House, Kitchen, Garden in Alcácer do Sal
Back to Projects listThe base strategy of analysis of the territory, consists in a change of the perception scale. Through changing the study units, it is possible to understand the object in another way, not as a city or a village, but somewhere in between, between scales. The resulting intervention units, consist in three architectural artifacts: House, a Kitchen and Garden
The place is the city of Alcácer do Sal, Portugal. The hill of Alcácer, point of defence and surveillance of the city, suffered hard transformations after the christian reconquest led by Afonso II. Since there was no longer a need for defence and the river was the main source of livelihood, the population moved from the hill to the riverside, leaving the previous uninhabited until today. The proposed project intends to stimulate the movement of reocuppying the fortress area, by multiplying itself in three pontual interventions. Responding to the diverse aspects of the daily life, it connects the two main groups of population in Alcácer, a permanent one - mainly elders - and a temporary one - tourists.
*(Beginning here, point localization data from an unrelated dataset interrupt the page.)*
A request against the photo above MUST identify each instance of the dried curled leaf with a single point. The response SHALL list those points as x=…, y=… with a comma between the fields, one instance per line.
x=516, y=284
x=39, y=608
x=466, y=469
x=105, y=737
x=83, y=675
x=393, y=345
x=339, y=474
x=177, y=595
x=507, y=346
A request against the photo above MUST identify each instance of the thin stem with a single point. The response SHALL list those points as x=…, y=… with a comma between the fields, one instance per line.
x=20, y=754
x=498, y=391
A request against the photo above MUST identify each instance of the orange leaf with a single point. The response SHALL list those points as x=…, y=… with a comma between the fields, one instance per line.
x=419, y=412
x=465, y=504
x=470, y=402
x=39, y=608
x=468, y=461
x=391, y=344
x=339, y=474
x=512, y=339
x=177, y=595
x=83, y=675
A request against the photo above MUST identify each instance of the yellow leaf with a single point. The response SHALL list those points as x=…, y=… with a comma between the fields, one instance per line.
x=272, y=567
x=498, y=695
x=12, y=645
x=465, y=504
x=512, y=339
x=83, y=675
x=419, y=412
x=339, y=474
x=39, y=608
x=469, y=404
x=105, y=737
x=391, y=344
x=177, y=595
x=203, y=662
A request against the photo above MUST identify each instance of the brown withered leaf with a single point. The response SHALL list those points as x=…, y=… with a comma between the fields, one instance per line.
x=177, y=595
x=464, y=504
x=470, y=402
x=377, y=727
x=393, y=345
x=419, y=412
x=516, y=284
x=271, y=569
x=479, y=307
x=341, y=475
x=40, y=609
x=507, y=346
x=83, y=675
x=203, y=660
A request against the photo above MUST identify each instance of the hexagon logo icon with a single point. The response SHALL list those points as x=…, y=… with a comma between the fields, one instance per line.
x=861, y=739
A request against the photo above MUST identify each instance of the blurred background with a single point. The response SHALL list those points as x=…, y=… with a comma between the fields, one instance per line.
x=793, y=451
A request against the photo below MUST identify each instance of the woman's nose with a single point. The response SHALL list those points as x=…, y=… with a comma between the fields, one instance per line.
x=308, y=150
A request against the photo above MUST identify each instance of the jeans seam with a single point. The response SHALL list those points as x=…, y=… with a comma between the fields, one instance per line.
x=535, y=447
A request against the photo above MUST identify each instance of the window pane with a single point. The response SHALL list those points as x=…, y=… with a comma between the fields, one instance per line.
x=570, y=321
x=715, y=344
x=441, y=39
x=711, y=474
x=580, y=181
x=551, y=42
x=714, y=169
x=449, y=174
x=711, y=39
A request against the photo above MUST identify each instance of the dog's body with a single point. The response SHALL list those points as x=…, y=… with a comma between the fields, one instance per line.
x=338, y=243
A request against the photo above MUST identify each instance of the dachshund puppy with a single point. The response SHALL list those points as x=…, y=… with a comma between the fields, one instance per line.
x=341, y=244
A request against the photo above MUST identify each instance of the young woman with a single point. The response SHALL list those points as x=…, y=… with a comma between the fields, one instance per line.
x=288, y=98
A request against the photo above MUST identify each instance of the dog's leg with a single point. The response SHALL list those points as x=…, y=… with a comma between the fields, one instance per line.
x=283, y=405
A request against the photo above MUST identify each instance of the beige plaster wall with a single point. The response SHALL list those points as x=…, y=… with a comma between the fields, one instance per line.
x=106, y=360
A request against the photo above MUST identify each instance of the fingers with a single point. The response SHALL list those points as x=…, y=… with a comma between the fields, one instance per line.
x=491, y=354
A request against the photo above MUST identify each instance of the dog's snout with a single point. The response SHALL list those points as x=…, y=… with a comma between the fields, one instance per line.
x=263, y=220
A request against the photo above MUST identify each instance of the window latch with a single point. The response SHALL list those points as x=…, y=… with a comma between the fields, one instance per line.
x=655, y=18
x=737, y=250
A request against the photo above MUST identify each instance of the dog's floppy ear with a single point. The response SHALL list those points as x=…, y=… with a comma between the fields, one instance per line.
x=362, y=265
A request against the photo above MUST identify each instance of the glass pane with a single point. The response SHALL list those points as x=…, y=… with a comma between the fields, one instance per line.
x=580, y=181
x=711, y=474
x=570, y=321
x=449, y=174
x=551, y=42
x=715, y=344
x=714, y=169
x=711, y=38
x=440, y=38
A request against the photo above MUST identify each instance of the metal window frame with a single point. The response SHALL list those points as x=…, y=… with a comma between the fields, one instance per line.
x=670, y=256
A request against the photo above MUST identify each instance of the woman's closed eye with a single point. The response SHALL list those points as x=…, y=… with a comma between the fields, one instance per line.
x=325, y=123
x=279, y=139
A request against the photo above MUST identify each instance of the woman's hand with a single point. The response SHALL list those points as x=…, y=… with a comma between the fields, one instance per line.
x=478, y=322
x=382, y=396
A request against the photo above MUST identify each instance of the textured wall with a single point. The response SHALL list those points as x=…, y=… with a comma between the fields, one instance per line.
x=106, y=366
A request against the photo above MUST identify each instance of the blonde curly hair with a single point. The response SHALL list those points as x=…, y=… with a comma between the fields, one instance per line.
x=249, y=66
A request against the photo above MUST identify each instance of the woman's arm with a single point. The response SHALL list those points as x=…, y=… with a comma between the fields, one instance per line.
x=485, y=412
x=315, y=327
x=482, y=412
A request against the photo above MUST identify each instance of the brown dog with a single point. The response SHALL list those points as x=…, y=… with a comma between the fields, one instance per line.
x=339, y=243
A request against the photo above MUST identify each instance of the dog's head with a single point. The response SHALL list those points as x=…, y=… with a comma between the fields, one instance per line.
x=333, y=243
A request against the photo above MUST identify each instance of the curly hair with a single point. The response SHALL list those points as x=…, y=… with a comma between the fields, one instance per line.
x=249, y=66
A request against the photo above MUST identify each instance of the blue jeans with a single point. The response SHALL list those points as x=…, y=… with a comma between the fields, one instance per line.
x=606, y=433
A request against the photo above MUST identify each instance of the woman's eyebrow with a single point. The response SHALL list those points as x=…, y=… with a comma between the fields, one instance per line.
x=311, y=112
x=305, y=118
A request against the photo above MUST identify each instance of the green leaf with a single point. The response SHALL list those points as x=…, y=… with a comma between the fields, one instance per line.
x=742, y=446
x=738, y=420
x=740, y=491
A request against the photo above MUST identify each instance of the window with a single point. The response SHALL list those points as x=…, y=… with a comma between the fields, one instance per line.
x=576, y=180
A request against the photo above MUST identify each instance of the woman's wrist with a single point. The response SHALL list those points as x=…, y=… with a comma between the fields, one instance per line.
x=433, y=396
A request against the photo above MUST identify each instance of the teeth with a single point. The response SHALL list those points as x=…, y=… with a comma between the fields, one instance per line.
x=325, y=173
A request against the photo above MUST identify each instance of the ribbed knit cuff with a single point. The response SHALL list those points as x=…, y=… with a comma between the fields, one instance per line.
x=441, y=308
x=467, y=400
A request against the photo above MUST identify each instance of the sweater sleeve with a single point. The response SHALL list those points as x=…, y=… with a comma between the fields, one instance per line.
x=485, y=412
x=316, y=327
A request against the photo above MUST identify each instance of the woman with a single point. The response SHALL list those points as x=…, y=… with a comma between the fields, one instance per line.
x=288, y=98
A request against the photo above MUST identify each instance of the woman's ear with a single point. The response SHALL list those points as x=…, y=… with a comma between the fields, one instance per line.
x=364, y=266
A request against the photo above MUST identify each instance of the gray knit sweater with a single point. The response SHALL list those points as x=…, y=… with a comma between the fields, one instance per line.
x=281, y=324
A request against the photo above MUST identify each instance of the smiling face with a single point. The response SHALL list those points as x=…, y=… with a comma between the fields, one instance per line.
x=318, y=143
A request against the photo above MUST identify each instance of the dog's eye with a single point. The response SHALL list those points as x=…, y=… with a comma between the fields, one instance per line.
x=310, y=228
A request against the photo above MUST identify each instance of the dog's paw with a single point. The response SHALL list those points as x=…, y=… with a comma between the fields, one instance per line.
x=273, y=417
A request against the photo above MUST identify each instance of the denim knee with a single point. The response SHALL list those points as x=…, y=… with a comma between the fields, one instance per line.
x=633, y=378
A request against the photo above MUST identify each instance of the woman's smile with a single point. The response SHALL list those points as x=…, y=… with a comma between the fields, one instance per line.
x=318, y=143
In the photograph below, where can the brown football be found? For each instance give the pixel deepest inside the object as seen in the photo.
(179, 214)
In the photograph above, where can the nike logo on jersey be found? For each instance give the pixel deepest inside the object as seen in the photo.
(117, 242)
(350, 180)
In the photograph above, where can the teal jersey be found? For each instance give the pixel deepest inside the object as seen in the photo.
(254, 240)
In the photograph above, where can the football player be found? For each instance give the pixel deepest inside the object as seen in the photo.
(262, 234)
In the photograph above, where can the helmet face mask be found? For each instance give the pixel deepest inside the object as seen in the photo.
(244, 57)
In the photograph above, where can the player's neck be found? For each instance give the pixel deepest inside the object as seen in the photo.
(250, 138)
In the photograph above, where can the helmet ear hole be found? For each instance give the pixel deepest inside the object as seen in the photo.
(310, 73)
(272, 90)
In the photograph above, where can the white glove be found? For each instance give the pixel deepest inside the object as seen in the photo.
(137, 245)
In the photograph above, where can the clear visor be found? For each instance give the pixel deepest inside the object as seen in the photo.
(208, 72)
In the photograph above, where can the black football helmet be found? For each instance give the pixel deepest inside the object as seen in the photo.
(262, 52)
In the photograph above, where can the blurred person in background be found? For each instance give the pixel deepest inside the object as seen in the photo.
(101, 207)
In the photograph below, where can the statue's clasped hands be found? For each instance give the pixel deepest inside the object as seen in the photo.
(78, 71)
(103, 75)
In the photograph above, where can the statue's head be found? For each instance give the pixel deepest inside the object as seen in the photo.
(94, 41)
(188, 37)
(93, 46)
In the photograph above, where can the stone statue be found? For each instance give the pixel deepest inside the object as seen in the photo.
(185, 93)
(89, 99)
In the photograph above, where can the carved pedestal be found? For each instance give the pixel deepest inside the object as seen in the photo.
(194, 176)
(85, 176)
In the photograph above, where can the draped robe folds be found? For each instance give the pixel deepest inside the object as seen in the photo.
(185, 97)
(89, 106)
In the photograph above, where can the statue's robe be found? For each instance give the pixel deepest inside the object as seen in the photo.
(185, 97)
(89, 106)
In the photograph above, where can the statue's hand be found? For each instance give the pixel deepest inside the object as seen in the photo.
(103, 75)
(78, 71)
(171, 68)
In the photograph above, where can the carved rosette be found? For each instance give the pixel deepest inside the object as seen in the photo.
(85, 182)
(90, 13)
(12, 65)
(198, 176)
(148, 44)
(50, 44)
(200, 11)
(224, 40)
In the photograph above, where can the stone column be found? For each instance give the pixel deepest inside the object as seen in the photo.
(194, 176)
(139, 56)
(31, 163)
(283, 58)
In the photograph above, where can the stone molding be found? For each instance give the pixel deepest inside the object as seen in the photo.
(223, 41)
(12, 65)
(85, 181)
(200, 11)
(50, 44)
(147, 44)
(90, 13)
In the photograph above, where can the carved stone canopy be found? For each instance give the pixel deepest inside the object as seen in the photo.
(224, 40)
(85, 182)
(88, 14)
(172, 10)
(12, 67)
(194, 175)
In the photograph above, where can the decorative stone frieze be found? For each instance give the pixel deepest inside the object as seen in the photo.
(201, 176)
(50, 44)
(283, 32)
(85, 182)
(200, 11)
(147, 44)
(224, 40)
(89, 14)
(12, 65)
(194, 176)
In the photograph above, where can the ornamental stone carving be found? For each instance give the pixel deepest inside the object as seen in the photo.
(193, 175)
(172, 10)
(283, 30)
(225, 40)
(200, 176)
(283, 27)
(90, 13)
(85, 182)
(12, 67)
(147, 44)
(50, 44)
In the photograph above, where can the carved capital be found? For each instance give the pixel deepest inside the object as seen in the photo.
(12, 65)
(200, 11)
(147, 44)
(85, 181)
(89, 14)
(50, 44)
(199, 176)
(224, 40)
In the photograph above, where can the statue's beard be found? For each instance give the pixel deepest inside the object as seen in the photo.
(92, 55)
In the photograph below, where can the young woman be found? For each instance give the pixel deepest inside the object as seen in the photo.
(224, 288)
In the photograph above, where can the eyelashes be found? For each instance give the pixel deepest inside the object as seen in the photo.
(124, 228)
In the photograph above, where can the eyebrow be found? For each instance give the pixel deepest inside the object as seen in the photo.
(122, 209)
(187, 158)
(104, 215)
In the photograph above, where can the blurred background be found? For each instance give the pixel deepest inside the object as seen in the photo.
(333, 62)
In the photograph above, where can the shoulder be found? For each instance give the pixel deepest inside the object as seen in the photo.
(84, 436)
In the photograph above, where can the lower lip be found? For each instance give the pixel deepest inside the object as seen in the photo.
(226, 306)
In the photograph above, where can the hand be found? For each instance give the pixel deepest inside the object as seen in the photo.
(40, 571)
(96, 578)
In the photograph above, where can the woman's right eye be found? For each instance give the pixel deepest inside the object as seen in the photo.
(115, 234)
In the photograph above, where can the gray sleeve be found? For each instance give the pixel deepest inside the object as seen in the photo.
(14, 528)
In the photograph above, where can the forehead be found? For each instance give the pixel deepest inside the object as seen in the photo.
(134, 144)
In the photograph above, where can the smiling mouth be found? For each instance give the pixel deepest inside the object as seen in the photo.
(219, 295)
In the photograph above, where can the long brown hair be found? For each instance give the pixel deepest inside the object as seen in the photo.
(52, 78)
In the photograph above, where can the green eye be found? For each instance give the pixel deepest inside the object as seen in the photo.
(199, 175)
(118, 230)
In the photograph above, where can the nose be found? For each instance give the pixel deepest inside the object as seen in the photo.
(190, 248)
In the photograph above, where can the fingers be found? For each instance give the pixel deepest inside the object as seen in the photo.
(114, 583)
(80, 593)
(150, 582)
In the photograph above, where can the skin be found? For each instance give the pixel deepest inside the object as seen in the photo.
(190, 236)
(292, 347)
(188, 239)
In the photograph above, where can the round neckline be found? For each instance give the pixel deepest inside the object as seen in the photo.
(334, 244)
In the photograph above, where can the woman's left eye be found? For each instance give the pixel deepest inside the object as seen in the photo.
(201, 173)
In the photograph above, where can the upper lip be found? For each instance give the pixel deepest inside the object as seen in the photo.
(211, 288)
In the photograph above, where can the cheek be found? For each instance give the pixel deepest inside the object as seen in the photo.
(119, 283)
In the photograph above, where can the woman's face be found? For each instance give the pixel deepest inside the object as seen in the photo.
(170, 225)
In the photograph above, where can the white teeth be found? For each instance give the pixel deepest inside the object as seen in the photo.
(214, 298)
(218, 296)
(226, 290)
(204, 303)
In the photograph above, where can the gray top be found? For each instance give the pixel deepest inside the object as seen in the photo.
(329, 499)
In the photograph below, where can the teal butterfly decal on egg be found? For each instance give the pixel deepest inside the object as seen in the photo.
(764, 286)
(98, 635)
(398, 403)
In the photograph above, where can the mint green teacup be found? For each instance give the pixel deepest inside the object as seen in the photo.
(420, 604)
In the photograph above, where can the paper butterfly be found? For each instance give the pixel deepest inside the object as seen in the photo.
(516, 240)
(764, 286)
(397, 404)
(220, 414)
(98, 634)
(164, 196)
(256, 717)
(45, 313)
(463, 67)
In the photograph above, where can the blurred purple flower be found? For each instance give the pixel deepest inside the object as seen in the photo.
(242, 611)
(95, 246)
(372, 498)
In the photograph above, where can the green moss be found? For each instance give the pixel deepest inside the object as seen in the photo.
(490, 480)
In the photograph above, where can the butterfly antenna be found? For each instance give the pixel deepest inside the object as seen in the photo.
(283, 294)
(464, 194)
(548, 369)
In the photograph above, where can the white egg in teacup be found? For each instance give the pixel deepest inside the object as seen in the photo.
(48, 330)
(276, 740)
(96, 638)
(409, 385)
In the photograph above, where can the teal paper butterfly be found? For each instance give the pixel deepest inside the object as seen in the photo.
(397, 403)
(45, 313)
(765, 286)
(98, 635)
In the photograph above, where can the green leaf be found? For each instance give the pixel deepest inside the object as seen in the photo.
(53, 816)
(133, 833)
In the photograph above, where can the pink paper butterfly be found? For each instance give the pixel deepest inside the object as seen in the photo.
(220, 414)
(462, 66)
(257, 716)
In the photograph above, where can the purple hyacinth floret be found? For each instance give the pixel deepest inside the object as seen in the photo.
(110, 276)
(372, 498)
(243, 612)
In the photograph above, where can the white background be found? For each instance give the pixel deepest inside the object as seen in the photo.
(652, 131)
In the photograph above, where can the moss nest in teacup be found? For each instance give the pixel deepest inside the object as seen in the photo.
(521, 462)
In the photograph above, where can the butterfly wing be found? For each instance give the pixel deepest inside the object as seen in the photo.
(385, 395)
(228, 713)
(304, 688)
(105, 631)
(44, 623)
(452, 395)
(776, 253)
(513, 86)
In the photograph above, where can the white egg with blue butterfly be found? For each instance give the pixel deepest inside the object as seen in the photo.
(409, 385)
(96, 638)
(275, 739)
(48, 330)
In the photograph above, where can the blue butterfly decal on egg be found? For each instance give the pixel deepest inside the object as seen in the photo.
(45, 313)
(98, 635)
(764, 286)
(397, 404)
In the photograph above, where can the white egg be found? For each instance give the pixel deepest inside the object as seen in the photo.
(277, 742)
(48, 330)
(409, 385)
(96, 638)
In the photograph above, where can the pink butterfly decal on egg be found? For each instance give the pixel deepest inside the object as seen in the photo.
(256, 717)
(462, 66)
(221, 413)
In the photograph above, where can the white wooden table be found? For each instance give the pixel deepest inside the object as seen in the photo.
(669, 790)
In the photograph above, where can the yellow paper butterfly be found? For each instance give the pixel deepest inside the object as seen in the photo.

The first of the three built artifacts, the House, constitutes the private and introspective part of the project, giving answer not only to the most intimate and phisiological needs of the individual, but also to imaterial needs, from the sphere of the reflection. Placed in a void between houses and the pre-existent wall, this artifact intends to retract itself, giving strength to the private. The House is divided hierarchically: one common space, four sleeping spaces, four hygiene spaces, one bathing space, one courtyard, and one space of transition. Each one of the interior spaces has one opening to the outside. The Kitchen, by opposition to the first artifact, consists in the gathering place. The place where the Kitchen is built, located at the ancient doors to the East of the walled city and where in times was located the islamic butchery, is a nuclear point in the internal circulation of Alcácer do Sal. Keeping an identical language, the drawing of the space extends from the interior to the public dimension, summoning the gathering. The chimney, space of fire, draws a visible landmark in the landscape, while the extensions of the outer boundaries generate spaces of permanence. On the inside, the object divides itself in two spaces: the first shelters the common washbasin and an open courtyard which contains the traditional oven, the second, consists in the space for cooking and eating. The Garden, third artifact of the proposal, consists in the space of production. Twenty four floral native species of Alcácer do Sal, are distributed through eighteen of the thirty four spaces, which follow the topography of an existent agricultural area trough the variation of the floor's height. Sixteen of these spaces are paved and sometimes covered. Built in the heighest level, a water tank feeds a system of intramural irrigation, which through gravitional force conducts the water to the spaces with vegetation. The spaces of the project are conceived from the composition of one element which is often used in the southern region of Portugal, the handmade brick.